Alex Lawson 

Danish windfarm firm Ørsted to axe up to 800 jobs and pause dividend

Company developing world’s largest offshore windfarm in North Sea attempts to recover from turbulent year
  
  

Turbines at Ørsted’s offshore windfarm near Nysted, Denmark.
Turbines at Ørsted’s offshore windfarm near Nysted, Denmark. The company is behind the £8bn Hornsea 3 project off the Yorkshire coast. Photograph: Tom Little/Reuters

The Danish company developing the world’s largest offshore windfarm in the North Sea is to cut hundreds of jobs and pause its dividend in an attempt to recover from a chaotic 12 months.

Ørsted, which is behind the £8bn Hornsea 3 project off the Yorkshire coast, said on Wednesday it planned to axe up to 800 jobs, pull back from markets in Spain, Portugal and Norway, and suspend dividend payments to shareholders covering the 2023-25 financial years.

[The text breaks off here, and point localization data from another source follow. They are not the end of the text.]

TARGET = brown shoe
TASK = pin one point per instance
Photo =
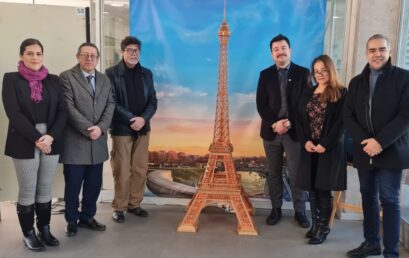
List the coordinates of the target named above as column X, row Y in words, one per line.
column 139, row 212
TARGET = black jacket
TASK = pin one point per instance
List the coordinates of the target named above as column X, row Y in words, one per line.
column 22, row 134
column 331, row 167
column 268, row 97
column 389, row 116
column 121, row 119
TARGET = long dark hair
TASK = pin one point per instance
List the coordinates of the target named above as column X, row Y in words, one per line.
column 332, row 92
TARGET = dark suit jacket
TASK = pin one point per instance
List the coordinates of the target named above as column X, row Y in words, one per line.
column 122, row 115
column 331, row 167
column 22, row 134
column 268, row 97
column 389, row 117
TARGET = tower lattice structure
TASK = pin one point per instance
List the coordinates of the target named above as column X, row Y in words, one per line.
column 221, row 186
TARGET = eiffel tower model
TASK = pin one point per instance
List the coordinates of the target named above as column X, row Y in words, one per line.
column 221, row 186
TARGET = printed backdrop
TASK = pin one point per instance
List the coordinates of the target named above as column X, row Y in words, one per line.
column 181, row 47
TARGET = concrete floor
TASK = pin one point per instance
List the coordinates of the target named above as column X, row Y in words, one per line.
column 156, row 237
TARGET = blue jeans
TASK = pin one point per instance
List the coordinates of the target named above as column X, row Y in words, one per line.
column 385, row 183
column 274, row 153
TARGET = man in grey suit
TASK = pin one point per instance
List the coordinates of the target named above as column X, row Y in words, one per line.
column 90, row 108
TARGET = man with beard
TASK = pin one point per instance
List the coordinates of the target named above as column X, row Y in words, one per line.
column 136, row 103
column 376, row 113
column 278, row 91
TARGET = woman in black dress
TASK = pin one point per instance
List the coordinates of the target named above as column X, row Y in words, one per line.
column 35, row 106
column 320, row 130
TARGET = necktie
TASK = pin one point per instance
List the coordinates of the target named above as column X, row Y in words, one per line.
column 283, row 90
column 90, row 84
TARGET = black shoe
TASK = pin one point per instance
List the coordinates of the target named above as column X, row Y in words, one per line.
column 118, row 216
column 320, row 236
column 32, row 242
column 274, row 216
column 364, row 250
column 92, row 224
column 313, row 230
column 138, row 212
column 302, row 219
column 46, row 237
column 71, row 229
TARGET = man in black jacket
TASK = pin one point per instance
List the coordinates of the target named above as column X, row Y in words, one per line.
column 278, row 91
column 376, row 113
column 136, row 103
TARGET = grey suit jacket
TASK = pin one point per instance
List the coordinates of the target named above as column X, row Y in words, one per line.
column 85, row 110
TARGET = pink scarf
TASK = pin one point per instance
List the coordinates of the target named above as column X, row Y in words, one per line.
column 34, row 78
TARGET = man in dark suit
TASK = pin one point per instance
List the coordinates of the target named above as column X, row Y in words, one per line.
column 90, row 108
column 376, row 113
column 136, row 103
column 278, row 91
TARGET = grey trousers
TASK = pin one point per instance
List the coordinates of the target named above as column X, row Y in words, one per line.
column 274, row 153
column 35, row 176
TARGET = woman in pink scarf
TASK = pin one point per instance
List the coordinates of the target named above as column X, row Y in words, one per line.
column 34, row 104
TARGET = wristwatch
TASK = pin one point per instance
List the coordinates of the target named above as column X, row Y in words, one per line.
column 274, row 127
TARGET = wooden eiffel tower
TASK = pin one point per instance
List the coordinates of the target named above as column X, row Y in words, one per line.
column 224, row 186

The company said it would cut its target for developing renewable energy capacity by 2030, reducing it from 50 gigawatts to 35-38GW.

Its chair, Thomas Thune Andersen, will step down after almost a decade in the role, after the two senior executives who left the business in November.

The company, which is majority owned by the Danish government, said the “reset plan” was designed to make it a “leaner and more efficient company”.

Ørsted has struggled in the face of high inflation, supply-chain disruption and rising interest rates, which have hit the windfarm industry. The company has also experienced problems in the US in attempting to secure tax credits.

Last year, Ørsted cancelled two big offshore windfarm projects in the US, the Ocean Wind I and II schemes, blaming a sharp rise in costs. It took a 28.4bn Danish kroner (£3.3bn) hit as a result of the decision.

The company had also raised doubts over the cost of the Hornsea 3 project early last year. However, in December it reaffirmed its commitment to 2.9GW development, which is expected to supply power to 3.3m homes.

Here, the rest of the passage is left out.